Командир Уильяма, полуполковник Беннетт, натянул поводья, сдерживая своего норовистого белого коня. Услышав слова майора, он с силой хлестнул лошадь по задним ногам.
— Мясник реален, майор Джоунс. Он такое же существо из крови и плоти, как вы и я, и этим горцам отлично известен. Они якобиты. Сжечь их.
Его конь встал на дыбы и испуганно заржал.
— Полковник, там дети...
Беннетт яростно оскалился.
— Вы ставите под сомнение мои приказы, майор?
— Нет, сэр.
Уильям опасался, что его сейчас вырвет.
— Тогда делай, что я говорю, и сожги их. У них должно быть окно, через которое они смогут выползти, если им захочется жить.
Беннетт помчался к конюшне и прокричал уже издали:
— Сожги все! Перестреляй скотину и убей это шелудивое животное!
Он махнул в сторону черно-белой овчарки, которая разрывалась от лая в дверях конюшни.
Уильям сделал над собой усилие, борясь с душевной болью. Он посмотрел на окутанные белесой дымкой вершины гор, на прозрачный речной поток, сверкающий и переливающийся на солнце... Его плечи приподнялись и опустились в глубоком вздохе, как бы желая изгнать из головы непрошеные мысли. Он объехал вокруг крытого соломой домишка, чтобы убедиться, что в нем и в самом деле имеется заднее окно. Обнаружив таковое, он произнес краткую молитву Господу о собственном прощении и о спасении тех, кто был заперт в доме, а затем поджег факел и швырнул его на крышу.
ГЛАВА ШЕСТНАДЦАТАЯ
Дункан вошел в свой кабинет.

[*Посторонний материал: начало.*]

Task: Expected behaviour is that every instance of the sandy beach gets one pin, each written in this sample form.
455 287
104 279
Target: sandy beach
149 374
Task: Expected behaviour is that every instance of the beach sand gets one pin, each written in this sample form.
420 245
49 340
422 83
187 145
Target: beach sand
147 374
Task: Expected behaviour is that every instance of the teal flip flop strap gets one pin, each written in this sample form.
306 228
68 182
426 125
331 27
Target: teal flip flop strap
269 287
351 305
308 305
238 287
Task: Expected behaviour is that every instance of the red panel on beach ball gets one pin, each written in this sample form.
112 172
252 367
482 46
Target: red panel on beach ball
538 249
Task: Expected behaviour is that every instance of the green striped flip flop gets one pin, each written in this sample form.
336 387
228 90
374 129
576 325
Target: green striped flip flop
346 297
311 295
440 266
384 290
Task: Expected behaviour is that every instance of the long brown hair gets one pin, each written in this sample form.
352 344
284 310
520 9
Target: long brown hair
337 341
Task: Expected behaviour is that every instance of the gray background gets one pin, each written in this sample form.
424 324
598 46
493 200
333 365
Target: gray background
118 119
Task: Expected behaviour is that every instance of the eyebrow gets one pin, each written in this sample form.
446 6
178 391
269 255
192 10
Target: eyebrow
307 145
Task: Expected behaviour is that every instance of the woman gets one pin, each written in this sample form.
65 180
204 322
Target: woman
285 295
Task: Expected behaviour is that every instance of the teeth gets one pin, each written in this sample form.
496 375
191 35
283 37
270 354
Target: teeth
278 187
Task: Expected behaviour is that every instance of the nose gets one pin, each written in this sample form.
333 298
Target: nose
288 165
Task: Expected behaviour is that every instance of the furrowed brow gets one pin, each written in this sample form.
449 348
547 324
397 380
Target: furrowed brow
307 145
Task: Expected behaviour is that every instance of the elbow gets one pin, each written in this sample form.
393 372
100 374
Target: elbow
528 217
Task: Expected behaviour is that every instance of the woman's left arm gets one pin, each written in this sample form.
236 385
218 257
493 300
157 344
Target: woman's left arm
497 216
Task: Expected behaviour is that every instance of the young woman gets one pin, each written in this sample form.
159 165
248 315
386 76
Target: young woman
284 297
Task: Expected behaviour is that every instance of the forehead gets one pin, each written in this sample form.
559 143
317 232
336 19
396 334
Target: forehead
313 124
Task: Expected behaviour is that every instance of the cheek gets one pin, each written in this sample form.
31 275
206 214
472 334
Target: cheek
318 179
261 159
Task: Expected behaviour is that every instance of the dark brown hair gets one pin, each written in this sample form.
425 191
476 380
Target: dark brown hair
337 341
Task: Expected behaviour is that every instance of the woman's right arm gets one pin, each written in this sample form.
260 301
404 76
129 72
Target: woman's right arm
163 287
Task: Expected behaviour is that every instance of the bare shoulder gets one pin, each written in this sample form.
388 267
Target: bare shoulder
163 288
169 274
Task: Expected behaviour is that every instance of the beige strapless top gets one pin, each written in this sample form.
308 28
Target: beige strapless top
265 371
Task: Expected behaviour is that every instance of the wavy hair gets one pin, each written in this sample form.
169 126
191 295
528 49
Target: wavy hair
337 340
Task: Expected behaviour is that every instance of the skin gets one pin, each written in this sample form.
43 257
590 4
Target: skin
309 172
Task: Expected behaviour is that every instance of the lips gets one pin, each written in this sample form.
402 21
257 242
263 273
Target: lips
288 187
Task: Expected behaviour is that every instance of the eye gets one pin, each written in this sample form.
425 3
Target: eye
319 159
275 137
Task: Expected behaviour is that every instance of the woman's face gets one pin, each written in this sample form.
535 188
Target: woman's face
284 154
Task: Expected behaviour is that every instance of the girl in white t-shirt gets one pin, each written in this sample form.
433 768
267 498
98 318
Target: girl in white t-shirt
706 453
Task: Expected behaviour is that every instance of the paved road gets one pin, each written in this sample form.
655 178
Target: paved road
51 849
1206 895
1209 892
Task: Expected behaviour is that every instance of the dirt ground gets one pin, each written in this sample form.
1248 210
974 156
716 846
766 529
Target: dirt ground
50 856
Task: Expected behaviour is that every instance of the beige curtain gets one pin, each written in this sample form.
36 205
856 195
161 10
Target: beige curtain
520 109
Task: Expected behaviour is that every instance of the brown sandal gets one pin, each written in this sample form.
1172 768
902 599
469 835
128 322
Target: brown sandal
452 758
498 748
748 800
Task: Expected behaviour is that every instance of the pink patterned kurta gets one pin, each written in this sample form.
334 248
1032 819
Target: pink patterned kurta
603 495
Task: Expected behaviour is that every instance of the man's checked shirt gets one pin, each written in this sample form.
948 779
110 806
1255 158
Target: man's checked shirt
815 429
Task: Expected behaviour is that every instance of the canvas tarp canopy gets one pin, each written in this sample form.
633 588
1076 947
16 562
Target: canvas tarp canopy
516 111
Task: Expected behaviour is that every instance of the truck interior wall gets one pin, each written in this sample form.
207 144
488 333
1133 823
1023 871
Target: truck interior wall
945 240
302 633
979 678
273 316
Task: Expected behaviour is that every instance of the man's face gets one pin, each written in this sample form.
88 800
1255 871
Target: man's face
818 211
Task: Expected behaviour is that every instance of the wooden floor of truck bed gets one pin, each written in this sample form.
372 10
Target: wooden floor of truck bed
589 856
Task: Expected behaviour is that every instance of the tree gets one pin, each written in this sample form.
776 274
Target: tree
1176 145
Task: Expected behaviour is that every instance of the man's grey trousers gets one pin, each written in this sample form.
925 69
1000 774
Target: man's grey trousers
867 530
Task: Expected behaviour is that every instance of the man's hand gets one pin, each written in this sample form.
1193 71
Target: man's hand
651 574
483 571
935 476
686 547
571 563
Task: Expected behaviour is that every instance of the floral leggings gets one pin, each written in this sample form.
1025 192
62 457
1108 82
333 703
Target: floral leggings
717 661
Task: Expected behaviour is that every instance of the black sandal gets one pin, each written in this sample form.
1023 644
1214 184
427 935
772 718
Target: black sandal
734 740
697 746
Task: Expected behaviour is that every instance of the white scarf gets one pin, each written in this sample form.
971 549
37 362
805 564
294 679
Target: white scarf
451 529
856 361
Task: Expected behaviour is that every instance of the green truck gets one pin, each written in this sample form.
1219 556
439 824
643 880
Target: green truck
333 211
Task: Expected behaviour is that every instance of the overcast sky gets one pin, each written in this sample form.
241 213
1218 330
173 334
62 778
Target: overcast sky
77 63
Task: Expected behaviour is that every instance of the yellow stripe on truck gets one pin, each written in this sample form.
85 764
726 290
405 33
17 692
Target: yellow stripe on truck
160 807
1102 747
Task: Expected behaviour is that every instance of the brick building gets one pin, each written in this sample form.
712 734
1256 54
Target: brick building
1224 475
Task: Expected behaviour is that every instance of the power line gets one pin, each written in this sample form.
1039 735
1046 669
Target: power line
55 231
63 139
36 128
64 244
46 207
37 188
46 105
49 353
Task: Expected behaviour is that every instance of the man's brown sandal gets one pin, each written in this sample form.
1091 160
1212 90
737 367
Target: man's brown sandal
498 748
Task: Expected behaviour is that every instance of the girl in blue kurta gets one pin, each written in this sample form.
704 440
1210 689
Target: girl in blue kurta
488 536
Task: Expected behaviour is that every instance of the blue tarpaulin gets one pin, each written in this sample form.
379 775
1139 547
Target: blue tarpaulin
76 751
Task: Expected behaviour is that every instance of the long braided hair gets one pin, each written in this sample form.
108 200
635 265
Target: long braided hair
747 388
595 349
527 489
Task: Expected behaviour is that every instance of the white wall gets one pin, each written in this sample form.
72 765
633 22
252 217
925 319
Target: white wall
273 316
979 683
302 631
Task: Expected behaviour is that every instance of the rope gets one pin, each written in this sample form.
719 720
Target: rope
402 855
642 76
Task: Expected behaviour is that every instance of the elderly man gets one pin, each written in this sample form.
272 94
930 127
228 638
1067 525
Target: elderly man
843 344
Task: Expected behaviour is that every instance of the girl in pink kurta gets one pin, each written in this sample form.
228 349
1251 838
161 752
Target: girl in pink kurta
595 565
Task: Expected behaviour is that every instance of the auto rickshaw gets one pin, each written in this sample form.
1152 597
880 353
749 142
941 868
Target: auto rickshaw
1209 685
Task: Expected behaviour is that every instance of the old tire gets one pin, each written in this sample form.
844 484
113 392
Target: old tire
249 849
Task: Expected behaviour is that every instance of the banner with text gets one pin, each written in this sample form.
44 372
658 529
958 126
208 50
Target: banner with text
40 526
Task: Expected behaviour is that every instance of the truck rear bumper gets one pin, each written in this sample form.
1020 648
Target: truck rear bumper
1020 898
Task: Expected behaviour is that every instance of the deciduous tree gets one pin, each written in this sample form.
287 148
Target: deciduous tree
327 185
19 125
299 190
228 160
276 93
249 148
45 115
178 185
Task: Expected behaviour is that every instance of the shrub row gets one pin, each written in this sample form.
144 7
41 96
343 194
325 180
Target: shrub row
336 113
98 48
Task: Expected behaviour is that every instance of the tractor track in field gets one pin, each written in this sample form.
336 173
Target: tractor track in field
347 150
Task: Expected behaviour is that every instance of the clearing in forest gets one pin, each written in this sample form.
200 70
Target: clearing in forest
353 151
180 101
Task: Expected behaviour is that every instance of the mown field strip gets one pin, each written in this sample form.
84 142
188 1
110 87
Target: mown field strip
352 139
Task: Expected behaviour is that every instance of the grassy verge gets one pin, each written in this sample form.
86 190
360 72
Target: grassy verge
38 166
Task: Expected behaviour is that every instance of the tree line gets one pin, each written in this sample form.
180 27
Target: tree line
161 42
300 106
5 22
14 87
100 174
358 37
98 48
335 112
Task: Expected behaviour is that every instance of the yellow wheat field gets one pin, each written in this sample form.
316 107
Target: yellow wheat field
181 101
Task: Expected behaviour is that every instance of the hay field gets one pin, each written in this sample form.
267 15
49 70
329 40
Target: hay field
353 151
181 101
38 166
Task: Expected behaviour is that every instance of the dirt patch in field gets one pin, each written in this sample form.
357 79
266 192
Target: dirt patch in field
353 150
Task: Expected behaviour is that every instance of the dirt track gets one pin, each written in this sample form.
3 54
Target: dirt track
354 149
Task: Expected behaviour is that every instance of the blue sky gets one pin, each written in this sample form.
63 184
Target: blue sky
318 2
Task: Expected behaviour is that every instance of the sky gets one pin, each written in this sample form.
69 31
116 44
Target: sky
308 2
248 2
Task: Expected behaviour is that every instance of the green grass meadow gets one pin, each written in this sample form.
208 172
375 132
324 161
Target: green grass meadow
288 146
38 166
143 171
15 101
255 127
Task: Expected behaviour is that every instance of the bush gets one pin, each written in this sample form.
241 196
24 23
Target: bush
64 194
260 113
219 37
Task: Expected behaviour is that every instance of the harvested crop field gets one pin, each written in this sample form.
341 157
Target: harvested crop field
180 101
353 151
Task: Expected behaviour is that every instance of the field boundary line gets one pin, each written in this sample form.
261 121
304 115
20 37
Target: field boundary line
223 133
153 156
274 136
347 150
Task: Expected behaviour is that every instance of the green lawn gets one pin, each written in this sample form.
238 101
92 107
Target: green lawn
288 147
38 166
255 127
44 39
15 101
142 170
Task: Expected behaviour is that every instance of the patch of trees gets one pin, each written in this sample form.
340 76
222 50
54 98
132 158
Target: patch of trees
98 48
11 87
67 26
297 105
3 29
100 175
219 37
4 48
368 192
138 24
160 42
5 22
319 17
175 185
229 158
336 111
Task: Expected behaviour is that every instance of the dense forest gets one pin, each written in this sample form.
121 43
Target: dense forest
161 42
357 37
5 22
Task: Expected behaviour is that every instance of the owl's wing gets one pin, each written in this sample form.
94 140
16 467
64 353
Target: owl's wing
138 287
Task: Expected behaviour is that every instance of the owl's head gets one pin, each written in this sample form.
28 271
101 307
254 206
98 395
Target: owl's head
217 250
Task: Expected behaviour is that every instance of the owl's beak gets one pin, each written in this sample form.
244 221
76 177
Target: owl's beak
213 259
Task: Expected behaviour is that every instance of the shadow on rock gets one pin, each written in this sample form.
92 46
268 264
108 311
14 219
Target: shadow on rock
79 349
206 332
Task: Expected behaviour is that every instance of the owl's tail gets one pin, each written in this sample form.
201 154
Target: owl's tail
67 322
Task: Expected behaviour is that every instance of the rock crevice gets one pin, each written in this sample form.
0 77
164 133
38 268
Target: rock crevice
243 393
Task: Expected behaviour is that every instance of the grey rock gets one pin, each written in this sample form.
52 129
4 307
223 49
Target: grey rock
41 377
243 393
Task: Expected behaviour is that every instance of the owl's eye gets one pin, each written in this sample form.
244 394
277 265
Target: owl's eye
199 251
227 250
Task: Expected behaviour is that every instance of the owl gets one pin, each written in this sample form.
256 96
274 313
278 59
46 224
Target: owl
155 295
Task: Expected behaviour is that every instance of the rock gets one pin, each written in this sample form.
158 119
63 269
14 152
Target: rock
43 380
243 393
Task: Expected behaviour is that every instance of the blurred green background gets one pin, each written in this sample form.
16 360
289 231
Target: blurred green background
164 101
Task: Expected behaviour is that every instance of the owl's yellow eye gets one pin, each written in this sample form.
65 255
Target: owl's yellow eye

Это была пыльная комната, заваленная бумагами, картинами и редкими книгами, составленными в высокие шаткие стопки у стен. Перед самым большим окном стоял на треноге телескоп, в который граф по ночам наблюдал за небом. Коллекция бюстов выстроилась на каминной полке, а стены были увешаны яркими фламандскими гобеленами.
В центре комнаты стоял открытый сундук, из которого торчал рулон архитектурных чертежей. Он выдвинул его сюда еще месяц назад, когда искал какой-то документ.
Дункан сел за письменный стол перед небольшим витражным окном в углу и извлек из ящика лист чистой бумаги с тисненым гербом Монкриффа. Свет, льющийся в комнату через окно, окрасил бумагу в радужные тона. Дункан взял перо, обмакнул его в чернильницу и принялся писать вежливое и сердечное послание, излагая его в самой изысканной форме, словами, которые ему только удавалось придумать в такой спешке.